NEW YORK — Jewish groups had pointed to scores of bomb threats against their communities as the most dramatic example of what they considered a surge in anti-Semitism. Some blamed a far-right emboldened by President Donald Trump. Now, that picture has been complicated by the arrest of an Israeli Jewish hacker who authorities say is responsible for the harassment.

Israeli police said the motive behind the threats was unclear. An attorney for the 19-year-old man, who was arrested Thursday, said her client had a “very serious medical condition” that might have affected his behavior. Earlier this month, U.S. law enforcement had arrested a former journalist in St. Louis, Juan Thompson, on charges he threatened Jewish organizations as part of a bizarre campaign to harass his former girlfriend. But Israeli police say the Jewish teen is the primary suspect in the more than 150 bomb threats in North America since early January.

Previously, Jonathan Greenblatt, chief executive of the Anti-Defamation League, which fights anti-Semitism and monitors extremism, had partly blamed Trump for creating an atmosphere that fueled the bomb threats and vandalism of Jewish cemeteries, among other recent harassment. “His well-documented reluctance to address rising anti-Semitism helped to create an environment in which extremists felt emboldened,” Greenblatt wrote last month.

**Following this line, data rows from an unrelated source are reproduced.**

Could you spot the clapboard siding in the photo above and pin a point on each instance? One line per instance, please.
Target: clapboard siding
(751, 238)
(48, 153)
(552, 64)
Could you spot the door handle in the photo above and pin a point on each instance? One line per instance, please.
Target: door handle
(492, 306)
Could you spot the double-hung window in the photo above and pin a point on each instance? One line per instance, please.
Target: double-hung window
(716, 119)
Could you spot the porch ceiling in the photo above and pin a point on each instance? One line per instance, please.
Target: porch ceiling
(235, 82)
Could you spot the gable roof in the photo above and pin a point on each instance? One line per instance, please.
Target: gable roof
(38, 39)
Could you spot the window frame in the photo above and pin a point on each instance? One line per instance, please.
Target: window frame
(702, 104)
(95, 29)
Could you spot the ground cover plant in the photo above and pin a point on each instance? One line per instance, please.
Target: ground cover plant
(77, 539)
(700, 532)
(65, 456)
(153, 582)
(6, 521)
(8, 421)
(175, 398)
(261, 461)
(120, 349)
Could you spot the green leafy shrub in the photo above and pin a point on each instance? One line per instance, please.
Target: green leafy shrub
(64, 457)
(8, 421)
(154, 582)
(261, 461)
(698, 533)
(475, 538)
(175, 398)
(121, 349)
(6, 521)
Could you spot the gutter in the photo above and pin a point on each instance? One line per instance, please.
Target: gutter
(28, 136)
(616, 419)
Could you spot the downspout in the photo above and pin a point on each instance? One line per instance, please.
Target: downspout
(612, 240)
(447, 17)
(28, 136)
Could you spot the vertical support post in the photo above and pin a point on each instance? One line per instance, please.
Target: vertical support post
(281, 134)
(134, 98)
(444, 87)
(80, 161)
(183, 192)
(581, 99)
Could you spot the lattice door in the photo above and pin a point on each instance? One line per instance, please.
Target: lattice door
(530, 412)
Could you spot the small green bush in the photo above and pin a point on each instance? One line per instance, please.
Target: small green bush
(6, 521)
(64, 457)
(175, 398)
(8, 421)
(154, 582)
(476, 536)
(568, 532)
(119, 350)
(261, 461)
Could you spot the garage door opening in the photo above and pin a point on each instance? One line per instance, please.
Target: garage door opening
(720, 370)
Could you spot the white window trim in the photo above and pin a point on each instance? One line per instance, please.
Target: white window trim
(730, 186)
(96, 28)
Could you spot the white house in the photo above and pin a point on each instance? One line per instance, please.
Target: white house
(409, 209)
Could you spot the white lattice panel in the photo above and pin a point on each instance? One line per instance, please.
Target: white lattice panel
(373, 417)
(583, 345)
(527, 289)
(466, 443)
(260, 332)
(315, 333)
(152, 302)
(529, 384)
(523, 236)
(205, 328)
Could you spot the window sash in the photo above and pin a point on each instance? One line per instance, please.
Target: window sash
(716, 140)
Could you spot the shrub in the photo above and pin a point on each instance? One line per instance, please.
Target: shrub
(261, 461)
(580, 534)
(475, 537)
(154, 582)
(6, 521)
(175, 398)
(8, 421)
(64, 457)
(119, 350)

On Feb. 28, in a meeting with state attorneys general, Trump had suggested the phoned-in bomb threats may have been designed to make “others look bad,” according to Pennsylvania Attorney General Josh Shapiro. The remark raised concerns that Trump was downplaying bigotry. That same night, Trump opened his address to Congress with a strong condemnation of the threats and vandalism of Jewish cemeteries, which occurred in suburban St. Louis, Philadelphia and elsewhere.

In a phone interview Thursday from Washington, where Greenblatt was discussing anti-Semitism with members of Congress, he said, “It’s not the identity of the culprit that’s the issue,” but the outcome of threats themselves, which terrified Jews and disrupted Jewish life.